In their book The Sentient Enterprise: The Evolution of Business Decision Making, Mohan Sawhney and Oliver Ratzesberger argue that agility doesn’t like scale and scale doesn’t like agility. But modern commerce leaders are quickly adopting agile methodology in retail at scale. This is necessary in today’s business environment. It has become critical for retailers to increase their speed of execution, pivot using early customer signals, sharpen productivity, reduce cost without sacrificing innovation while engaging employees and staying ahead of competition.
Combining stability and dynamism, two seemingly conflicting goals, has become central to agility in retail. Fortunately, technology is making the task of becoming – and staying – agile easier. Agile retail industry software (applications) is coming to the rescue of today’s modern retail businesses. However, a majority of retailers, continue with their existing applications. These are proving to be barriers in responding to evolving customer needs. The question that retailers will ask soon is: How can we change that?

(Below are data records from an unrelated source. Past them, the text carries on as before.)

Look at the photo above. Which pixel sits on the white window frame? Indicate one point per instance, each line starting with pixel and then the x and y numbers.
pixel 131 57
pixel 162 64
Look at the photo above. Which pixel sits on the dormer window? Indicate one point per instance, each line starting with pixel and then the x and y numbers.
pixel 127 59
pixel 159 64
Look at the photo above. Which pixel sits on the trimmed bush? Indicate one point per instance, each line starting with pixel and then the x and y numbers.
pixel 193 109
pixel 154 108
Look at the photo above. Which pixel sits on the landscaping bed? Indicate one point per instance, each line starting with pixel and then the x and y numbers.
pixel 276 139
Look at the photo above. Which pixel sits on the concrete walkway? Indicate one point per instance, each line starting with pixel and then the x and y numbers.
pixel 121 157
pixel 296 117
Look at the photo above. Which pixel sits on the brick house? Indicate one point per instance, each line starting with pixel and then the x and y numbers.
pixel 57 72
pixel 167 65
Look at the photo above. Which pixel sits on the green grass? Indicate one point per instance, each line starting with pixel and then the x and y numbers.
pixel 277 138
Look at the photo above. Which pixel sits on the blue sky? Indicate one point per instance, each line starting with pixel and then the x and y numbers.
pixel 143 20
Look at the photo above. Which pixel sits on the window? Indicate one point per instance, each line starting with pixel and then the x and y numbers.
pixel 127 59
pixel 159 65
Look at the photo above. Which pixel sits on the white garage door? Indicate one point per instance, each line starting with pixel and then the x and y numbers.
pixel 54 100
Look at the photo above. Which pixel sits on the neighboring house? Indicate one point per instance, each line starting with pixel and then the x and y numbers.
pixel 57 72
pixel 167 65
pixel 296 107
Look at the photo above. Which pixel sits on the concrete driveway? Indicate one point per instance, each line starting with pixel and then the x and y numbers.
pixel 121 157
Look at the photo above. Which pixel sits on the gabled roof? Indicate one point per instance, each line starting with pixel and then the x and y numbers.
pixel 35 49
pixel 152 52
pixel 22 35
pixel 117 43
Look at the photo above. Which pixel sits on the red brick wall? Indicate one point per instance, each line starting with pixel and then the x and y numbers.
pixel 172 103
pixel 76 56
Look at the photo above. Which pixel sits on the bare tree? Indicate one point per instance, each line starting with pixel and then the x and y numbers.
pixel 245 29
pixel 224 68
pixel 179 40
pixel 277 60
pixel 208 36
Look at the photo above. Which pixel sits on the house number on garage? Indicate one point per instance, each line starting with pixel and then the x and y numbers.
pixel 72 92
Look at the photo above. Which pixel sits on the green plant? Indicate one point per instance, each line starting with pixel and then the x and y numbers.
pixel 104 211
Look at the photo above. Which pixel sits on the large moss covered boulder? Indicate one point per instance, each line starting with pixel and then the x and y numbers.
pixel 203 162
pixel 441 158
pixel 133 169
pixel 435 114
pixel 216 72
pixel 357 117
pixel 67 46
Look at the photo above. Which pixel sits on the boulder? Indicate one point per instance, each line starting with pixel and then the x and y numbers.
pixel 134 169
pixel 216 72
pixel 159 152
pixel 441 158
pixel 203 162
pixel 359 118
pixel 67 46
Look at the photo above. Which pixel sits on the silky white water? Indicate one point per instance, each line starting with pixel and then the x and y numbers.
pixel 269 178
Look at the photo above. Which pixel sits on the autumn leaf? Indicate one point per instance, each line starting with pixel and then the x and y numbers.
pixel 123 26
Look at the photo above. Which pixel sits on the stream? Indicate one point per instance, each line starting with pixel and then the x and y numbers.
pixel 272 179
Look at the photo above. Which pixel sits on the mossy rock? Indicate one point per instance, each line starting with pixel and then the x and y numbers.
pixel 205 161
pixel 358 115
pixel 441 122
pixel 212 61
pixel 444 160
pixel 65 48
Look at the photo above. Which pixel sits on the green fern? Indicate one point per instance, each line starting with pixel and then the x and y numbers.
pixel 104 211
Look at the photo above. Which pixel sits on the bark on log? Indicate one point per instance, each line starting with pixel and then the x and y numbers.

A couple of years ago, Gartner examined what businesses did to become agile. The answer should surprise no one: Most of them had considered over 8,000 significant software purchases in the previous two years. 43% were ad hoc buying efforts—efforts not tied to strategic plans or existing budget commitments. Gartner then asked the most obvious question: Is that agility or is that a sign of problems? Acquiring new capabilities using technology, as and when the market demands, is commendable. It is an indicator of a retailer’s hunger to be agile. But if the software has to be retired with the next wave of change, it means trouble. Today, junking applications every two to three years does not signal the thinking of an astute retailer. Acquiring agile software is the way forward.
What is agile methodology in retail industry software?
Let’s quickly examine the factors that determine a typical purchase decision for retail software. First, the application must meet the complete laundry list of features to drive business (functional and technical fit) and it must provide the user experience that employees demand (performance fit). Then, it must be stable, secure and backed by reliable support. Finally, the price tag should fit an organization’s budget and value expectations. This used to be the simple and sensible way to look at software purchase decisions when long-term stability was the desired goal. Now the world has changed.
Today, the retail business environment is fluid. Nothing that is certain today is guaranteed to remain certain tomorrow. This has brought about a dramatic change in the way retail software must be evaluated. The most important criteria for a software purchase decision must now be the inherent agility of the application itself. That may be overstating it but you get the point: Agile methodology in retail software is as important as features, usability, stability, security and support.
Is your retail application easy to integrate? Is it modular and containerized so it can be run on any infrastructure—bare metal, VMs, cloud—without having to refactor it? Can be developed, delivered, deployed and even rolled back with ease? Can it be experimented upon and allow businesses to fail fast and recover faster? Is it fault tolerant so that it allows its components to fail without bringing down the entire process? In other words, there must be an agile transformation in retail application and allow for all this and more, as and when required in the future.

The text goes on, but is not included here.